Missing: A Memoir

When she was 20 years old and a sophomore at Brown University, Harrison received a call from her brother Brad, telling her that their mother, Michele, was missing. Three months earlier, Lindsay and Michele had had an argument, and Michele tossed her out of the house to live with her father, Richard. She and Brad, and their brother Chris, meet at their mother's apartment to wait for her return.

Waiting becomes a roller-coaster of hope and despair, with flyers posted on telephone poles, tips followed, endless conversations with the police, pilgrimages to all the places Michele Harrison loved to visit, daily check-ins with friends--until, 40 days later, her body is found in the ocean.

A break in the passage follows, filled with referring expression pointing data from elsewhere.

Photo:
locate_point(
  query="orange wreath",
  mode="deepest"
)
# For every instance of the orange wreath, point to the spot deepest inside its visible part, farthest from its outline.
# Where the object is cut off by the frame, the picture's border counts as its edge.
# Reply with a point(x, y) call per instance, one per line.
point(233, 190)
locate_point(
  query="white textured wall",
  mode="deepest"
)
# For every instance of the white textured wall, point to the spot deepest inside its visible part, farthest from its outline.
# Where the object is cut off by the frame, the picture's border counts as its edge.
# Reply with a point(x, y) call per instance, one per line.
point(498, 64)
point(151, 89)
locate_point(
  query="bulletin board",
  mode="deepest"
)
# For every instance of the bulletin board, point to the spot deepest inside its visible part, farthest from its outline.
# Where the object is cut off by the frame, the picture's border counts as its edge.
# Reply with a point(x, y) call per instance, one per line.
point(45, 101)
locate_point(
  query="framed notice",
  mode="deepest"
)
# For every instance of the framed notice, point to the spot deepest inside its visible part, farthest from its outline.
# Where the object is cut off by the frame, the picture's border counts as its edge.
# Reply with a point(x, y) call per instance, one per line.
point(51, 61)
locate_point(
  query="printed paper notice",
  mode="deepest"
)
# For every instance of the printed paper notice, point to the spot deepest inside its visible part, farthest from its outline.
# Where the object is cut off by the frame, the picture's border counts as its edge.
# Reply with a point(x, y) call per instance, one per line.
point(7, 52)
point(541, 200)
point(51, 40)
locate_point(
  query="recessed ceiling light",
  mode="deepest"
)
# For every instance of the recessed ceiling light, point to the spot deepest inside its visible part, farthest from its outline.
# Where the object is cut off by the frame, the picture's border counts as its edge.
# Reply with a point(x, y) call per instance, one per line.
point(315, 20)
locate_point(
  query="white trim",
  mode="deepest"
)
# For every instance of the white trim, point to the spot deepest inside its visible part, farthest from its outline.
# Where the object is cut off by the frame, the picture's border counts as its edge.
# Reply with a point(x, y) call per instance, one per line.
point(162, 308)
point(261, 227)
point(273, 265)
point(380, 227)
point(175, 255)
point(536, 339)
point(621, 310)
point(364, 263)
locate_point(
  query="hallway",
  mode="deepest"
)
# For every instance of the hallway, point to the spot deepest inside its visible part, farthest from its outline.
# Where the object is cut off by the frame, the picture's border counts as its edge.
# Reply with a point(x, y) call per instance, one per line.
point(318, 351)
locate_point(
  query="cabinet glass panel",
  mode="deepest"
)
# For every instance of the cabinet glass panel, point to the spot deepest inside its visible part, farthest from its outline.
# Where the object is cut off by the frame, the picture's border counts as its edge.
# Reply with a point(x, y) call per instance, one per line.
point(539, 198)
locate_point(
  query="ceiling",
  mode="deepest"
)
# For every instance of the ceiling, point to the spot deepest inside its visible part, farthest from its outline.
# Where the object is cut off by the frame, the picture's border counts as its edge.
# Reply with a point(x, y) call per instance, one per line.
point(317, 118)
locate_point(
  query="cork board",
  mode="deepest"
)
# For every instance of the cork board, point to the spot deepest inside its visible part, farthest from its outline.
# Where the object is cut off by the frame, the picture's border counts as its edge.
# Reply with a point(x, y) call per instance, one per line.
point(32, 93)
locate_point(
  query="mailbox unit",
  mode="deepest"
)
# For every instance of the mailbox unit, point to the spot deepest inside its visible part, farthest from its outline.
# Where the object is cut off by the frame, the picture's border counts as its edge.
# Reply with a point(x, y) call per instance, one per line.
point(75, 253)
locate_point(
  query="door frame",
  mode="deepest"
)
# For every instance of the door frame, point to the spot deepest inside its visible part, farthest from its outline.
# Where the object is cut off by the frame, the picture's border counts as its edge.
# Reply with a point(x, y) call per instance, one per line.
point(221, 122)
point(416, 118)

Michele Harrison had been through a painful divorce, leaving her embittered and angry. There was no other woman; the marriage was simply over for both Harrisons, and only Richard was able to admit it. Despite a generous financial settlement, Michele continued to use the children, especially Lindsay, to punish their father. After Michelle's death, Richard, remarried and the father of another daughter, tried again to forge a bond with Lindsay, but she was unable to forgive what he did to her mother and "best friend."

Lindsay goes through pills, drugs, a feeble attempt at suicide, alternately lashing out at her brothers and her father and ignoring them. Finally, a bereavement group starts her on the long road out of guilt and grief. Lindsay Harrison does not spare herself in this poignant memoir of a young woman's passage through loss. --Valerie Ryan, Cannon Beach Book Company, Ore.